Furious Astoria residents shouted at developers presenting their $2 billion project, Innovation QNS, during a highly tumultuous community board meeting Wednesday, May 25, at the Museum of the Moving Image.
Community Board 1 held its first meeting for Innovation QNS Wednesday night after the Department of City Planning certified the project application last month, kicking off a series of public hearings as part of the Uniform Land Use Review Procedure (ULURP) process.
The proposal would add a series of 12 buildings centered on five blocks around the intersection of Steinway Street and 35th Avenue. The development consists of 12 buildings, with eight standing at over 15 floors and the two largest at 27 floors.
Innovation QNS — led by Silverstein Properties, BedRock and Kaufman Astoria Studios — will bring 725 permanently affordable apartments, leaving 2,120 units set at market rate, according to the developers. Affordable housing for studios starts at $715 a month and two-bedrooms start at $1,071.
Dozens of locals gathered at the Museum of the Moving Image to tell their community board members to vote against this proposal, arguing it would gentrify an area where the cost of living is already rising. Many protesters were immigrants, specifically Bengali families who are a part of CAAAV: Organizing Asian Communities.
A representative of a local activist group, Astoria Not for Sale, begged the community board to vote “no” and recommend the city not allow the development to move forward.
“By voting ‘no’ to Innovation QNS, you’ll communicate that we do not need luxury housing, we do not need extreme high-rises, and we do not need developers who don’t show basic respect and consideration of the residents and small businesses, especially those who will be displaced directly or through the ripple effect that luxury rental pricing always has on neighborhoods,” the activist said.
Though there was a big show of opposition, the room was seemingly split between supporters and protesters, making the night extremely contentious.
Developers adamantly defended their proposal, as they believe it’s necessary to add to this particular area of Astoria, which they argue is diverse and full of culture, yet largely desolate.
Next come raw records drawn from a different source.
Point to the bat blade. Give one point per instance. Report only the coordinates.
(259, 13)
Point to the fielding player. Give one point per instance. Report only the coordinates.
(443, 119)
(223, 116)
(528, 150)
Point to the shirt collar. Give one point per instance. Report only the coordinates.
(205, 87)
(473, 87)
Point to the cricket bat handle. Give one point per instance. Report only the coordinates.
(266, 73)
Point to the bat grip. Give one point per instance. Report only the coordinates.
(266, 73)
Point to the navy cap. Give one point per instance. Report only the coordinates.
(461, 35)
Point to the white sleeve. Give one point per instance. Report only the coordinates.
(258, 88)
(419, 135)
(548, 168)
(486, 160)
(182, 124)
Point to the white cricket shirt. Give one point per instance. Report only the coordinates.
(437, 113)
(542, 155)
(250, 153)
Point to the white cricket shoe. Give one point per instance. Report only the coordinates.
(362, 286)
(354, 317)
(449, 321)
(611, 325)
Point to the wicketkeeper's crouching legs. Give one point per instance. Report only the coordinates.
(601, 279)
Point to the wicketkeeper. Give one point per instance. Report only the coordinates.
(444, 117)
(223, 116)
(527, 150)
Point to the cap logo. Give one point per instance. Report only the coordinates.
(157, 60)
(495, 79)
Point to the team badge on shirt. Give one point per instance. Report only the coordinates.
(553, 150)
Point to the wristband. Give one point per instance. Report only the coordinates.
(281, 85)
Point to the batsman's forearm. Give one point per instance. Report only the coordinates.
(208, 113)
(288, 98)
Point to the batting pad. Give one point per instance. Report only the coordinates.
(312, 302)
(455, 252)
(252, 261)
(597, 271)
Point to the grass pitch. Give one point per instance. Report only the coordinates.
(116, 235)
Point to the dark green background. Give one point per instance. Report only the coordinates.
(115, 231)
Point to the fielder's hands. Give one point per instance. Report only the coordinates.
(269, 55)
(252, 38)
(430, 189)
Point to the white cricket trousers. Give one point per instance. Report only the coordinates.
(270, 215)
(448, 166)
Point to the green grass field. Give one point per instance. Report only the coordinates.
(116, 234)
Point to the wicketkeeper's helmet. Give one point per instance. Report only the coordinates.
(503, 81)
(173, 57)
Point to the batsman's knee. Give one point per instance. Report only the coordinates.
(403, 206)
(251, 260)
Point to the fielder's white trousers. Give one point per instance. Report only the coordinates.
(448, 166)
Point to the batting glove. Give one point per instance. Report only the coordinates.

Innovation QNS would bring vibrant, public, mixed-use space to the community, according to developers.
A longtime resident of Astoria Houses and former Resident Association President Claudia Coger said that she is in full support of the project for the jobs and growth it would bring to the area.
“I’ve lived in Astoria for 68 years,” Coger said. “What I see in this project is that it’s going to open Astoria to all of the people. I believe it’s going to support everything we need here. As a city, we’re growing and we have to be able to understand that. We must open our minds to growth here in Astoria.”
Coger also mentioned that the public and commercial spaces would bring entertainment to the “youth who’s on the street right now, dying because they have no leadership.”
Community Board 1 member and co-chair of the Land Use and Zoning Committee, Gerald Caliendo, commented that while the board has historically supported new developments in Astoria, they oppose Innovation QNS.
“When we see that a project is detrimental we will vote against it,” Caliendo said. “The sub-committee generally agreed that the project is somewhat detrimental to the community.”
Caliendo said that the large-scale development does not respect the “character of both the adjoining residential blocks.” The committee co-chair said the board also took issue with the fact that developers are posing the green spaces as open to the public when they are for commercial use.
“The developers should provide more active recreation space, such as small soccer fields and basketball courts,” Caliendo said. “Those spaces should be used as a YMCA, Variety Boys & Girls, that would be more beneficial to the community immediately adjacent to the area.”
Lastly, the Caliendo said that the proposed 10,000 square feet of retail space were “excessive.” The sub-committee disapproved of the application, but the board as a whole has yet to vote on the matter.
This portion of the ULURP process gives the community board about 60 days to vote and submit a recommendation to the city. After that, the City Planning Commission will make the final decision after recommendations from the Community Board and borough president.